Institutions seeking initial or renewed accreditation by the council for the programs they offer will now each submit a 25- to 35-page report showing how their graduates are meeting the standards of the 19 professional organizations that belong to NCATE, such as the National Council of Teachers of Mathematics, the Council for Exceptional Children, and the National Association of School Psychologists.
The report will have to include the results of assessments used to evaluate how well students know their academic content, how well they understand teaching and learning, and whether they are having an effect on student learning after they enter the field. Those assessments might include portfolios, research reports, exams, and student-teaching evaluations. The colleges will also be expected to submit scoring guides or criteria used to assess students.
The student-performance data “will give us far more pointed information when we do go on the visit,” said Arthur E. Wise, the president of the Washington-based NCATE.
Although colleges will have flexibility on the kinds of assessments they choose to submit, they will have to include any tests required by their respective states, such as the Praxis II, produced by the Educational Testing Service in Princeton, N.J. At least 80 percent of the candidates must pass their state’s licensing exam for a program to earn accreditation.
In some cases, Mr. Wise said, “colleges will have to do some work to help us understand their grading or examination systems,” but “many will be on the cutting edge of figuring out how to assess student performance.”
A Web-Based System
The new process, which was approved by the 30-member NCATE executive board this month and is expected to go into effect Sept. 1, will also be entirely Web-based. Moving to an electronic system will allow NCATE and other interested organizations and scholars to compare data from institutions more effectively, Mr.
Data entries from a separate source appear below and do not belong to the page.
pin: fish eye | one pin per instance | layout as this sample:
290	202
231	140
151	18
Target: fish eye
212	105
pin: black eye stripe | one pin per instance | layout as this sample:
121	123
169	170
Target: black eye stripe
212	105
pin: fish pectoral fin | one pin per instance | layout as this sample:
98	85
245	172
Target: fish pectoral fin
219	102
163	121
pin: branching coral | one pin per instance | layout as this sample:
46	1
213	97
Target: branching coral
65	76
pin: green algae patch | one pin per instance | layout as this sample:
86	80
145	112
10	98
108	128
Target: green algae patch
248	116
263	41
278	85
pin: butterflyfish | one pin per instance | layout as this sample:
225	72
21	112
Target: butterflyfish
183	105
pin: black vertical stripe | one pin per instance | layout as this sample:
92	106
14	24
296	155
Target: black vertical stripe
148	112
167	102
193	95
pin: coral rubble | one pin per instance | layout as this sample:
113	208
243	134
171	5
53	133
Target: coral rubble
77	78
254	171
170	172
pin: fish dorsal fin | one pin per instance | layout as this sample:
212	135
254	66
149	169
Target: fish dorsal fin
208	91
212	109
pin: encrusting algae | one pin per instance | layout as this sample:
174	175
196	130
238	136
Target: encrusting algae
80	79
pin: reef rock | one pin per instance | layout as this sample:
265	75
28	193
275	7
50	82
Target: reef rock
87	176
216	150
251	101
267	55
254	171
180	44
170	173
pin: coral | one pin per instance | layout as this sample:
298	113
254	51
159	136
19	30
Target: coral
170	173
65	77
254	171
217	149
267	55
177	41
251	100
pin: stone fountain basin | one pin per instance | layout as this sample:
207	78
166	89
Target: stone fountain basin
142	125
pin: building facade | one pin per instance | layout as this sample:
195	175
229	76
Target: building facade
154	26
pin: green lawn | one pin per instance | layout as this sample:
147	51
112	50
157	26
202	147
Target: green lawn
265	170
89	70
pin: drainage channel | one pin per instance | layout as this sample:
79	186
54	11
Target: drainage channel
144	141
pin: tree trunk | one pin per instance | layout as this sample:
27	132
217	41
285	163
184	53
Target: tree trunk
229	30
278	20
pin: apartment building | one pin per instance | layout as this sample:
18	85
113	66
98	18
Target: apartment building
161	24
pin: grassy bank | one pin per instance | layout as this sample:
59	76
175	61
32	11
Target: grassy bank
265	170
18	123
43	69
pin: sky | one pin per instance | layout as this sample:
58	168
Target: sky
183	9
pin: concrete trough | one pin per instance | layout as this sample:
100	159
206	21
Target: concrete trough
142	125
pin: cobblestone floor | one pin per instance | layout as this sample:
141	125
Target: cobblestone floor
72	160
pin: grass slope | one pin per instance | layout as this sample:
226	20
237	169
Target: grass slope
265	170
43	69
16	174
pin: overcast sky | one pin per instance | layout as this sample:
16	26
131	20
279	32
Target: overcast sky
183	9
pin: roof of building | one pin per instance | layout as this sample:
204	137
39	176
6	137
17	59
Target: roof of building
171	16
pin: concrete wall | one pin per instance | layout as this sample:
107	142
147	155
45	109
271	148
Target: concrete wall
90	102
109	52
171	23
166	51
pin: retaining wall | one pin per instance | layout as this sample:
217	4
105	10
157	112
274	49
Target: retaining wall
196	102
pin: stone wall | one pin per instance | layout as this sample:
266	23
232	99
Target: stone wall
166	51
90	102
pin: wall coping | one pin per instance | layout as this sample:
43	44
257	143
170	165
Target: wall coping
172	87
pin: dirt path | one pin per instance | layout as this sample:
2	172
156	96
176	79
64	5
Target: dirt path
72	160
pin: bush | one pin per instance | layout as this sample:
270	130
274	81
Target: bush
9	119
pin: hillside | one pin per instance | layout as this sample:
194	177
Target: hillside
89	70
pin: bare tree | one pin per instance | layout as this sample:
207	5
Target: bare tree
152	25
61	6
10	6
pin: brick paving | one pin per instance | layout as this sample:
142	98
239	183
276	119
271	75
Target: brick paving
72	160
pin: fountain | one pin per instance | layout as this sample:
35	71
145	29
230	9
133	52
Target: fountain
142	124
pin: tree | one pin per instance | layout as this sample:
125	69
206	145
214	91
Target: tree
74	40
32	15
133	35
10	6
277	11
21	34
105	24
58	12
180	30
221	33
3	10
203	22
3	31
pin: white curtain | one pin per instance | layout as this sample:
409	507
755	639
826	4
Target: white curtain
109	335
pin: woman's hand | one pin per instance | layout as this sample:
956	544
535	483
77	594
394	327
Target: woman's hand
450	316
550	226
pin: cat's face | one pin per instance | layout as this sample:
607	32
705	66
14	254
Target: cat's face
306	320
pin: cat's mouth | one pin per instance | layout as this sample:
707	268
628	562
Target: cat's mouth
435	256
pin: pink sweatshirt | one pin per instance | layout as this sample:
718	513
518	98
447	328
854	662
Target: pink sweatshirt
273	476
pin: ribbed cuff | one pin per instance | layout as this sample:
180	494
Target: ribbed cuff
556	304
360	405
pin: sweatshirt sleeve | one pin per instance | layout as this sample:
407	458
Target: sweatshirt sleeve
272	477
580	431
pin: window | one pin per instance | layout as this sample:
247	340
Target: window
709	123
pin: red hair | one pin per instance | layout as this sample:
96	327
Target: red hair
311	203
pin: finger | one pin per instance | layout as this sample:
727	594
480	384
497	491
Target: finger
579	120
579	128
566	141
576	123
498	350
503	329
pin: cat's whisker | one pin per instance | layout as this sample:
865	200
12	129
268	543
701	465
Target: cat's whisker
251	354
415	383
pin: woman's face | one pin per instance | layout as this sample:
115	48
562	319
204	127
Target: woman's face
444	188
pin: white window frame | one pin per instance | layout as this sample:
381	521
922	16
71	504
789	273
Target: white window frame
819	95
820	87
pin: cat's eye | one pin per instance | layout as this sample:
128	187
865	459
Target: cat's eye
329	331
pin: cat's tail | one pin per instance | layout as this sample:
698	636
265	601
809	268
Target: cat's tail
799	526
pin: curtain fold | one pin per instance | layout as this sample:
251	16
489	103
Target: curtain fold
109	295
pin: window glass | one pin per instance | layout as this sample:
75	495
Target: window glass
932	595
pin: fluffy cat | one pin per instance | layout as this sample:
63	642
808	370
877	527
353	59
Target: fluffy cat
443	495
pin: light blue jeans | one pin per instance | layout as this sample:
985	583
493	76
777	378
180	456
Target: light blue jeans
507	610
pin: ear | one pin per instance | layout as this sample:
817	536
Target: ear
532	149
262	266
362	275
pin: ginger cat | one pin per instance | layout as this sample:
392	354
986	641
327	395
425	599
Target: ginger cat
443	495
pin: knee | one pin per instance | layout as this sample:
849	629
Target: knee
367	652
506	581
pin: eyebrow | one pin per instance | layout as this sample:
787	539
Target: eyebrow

Wise said.
The changes represent the recommendations made by a task force that began working on the issues more than a year ago, and they bring the organization’s efforts to move to a performance-based system to “full flower,” he added.
Control Shifts
NCATE also has an ongoing project with the ETS to set a common score or benchmark on the Praxis II, which would bring even more consistency and comparisons across states. (“Popular Licensing Exam to Get Solo Cutoff Score,” June 11, 2003.)
Moreover, the accrediting body will have more control over how the programs at the institutions are judged. Previously, each of the 19 professional groups had its own way of determining whether a college had met its standards.
“The institutions were challenged in the past because there were [so many] different managers explaining things to them,” Mr. Wise said. “They will like it that there will be greater consistency.”
David G. Imig, the president and chief executive officer of the Washington-based American Association of Colleges of Teacher Education, a member of NCATE, agreed that colleges had been pressing for more regularity.
“It became very, very complex, and places just got discombobulated,” he said. “In general, we’re pleased with the changes.”
While the member associations will still choose and train the people who evaluate the colleges, NCATE will now be in charge of the program review.
James M. Rubillo, the executive director of the National Council of Teachers of Mathematics, based in Reston, Va., and a member of the task force that made the recommendations, said that the new structure also eliminates the possibility of a conflict of interest that could arise when a college seeks advice about accreditation from the subject-matter association in charge of granting it.
“I feel that this is better for the [specialty associations], for the institutions, and it clarifies everyone’s role,” he said.